The U.S. Customs Border Control and Protection (CBP) was recently granted $10 million in funding to purchase various types of drone technology upgrades. This additional revenue will add to the $56.8 million baseline funding for CBP for purchase of ground support equipment, aircraft upgrades, a Detect and Avoid System upgrade, and highly specialized electro-optical/infrared sensors. The objective will be to enable CBP operators to fly unmanned aircraft across thousands of miles from ground control stations.
Another $60.3 million is available for a project to improve agency-wide coordination using modernized and consolidated IT architecture. The project, referred to as the Border Enforcement Coordination Network, will improve the interface and data integration of mission critical border enforcement technology.
As border control officials track international commerce across borders, a data consolidation program is also planned. A $16.2 million investment in cloud migration services will streamline the oversight of import and export data. The data consolidation program will create a platform that aligns with other agency initiatives.

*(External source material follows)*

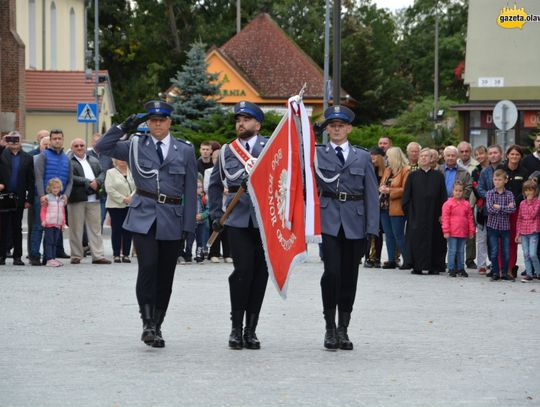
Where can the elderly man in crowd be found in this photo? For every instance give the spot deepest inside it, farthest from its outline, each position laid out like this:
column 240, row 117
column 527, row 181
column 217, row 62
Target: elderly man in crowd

Federal funding of $13.5 million will fuel an Integrated Surveillance Towers program. This effort will consolidate all surveillance towers and reduce personnel currently required to monitor disconnected and individually contracted pieces of equipment.

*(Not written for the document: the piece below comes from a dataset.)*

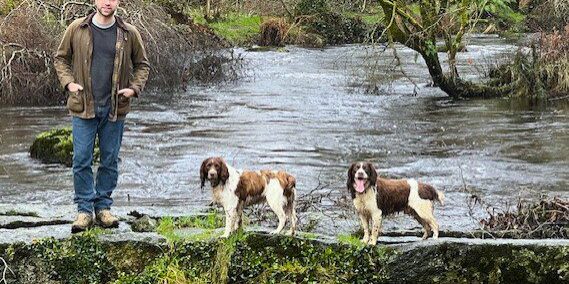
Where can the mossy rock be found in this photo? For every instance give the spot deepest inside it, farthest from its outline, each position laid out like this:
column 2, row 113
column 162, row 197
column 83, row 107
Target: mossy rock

Even as all this new funding flows to the CBP, the federal government continues to allocate more money to traditional partnership programs. In June, DHS will purchase new contracts for medical supplies. The agency will conduct a competitive acquisition, and release solicitation documents for new medical supply contracts. The contracts will be large – likely averaging about $20 million each. The procurement will be advertised in conjunction with solicitations for the construction of two new border patrol stations for $60 million and an $18 million trade and cargo academy.
More funding for border projects is available from the $3.4 billion Infrastructure Investment and Jobs Act (IIJA), which may be used to purchase technology for monitoring illegal border activity.
Upcoming projects in California are being designed to mitigate the expected swell in congestion at border crossings. A sum of $1 billion is available for initiatives to transform the Otay Mesa East Port of Entry near San Diego. The funding will be used to connect 27 new northbound lanes and eight southbound lanes. It can also be used to purchase a border wait time system and new tolling technology. Several contracting opportunities will be available soon that are related to demolition of the existing border structure between Tijuana and Otay Mesa in June. The work required will provide space for construction of a new, modernized entryway.
Another $100 million is available for the final phase of California’s Calexico West land port of entry modernization and expansion effort to reduce border wait times. The funding will also allow the CBP to devote additional resources to an enhanced, more responsive kind of operational security.
In Texas, another $100 million is available to modernize the Gateway Land Port of Entry. This crossing marks a stretch of borderland adjacent to Brownsville. As one of the busiest pedestrian crossings on the southern border, Gateway’s operational capacity has often been strained by long and costly wait times. Modernization improvements will increase the efficiency of traffic management and help restrict illegal activity.
An even larger modernization project will occur at the Bridge of the Americas, a port facility in El Paso. The project’s $600 million funding allocation will be used for site acquisition, design, and construction of new facilities at this border crossing that regularly deadlocks because of traffic.
These projects are similar to many other initiatives being launched all along the country’s southern border. Contracting opportunities of all types exist, and funding is readily available. Interested parties may obtain more information about project timelines and requirements that may be included in upcoming solicitations by contacting local officials.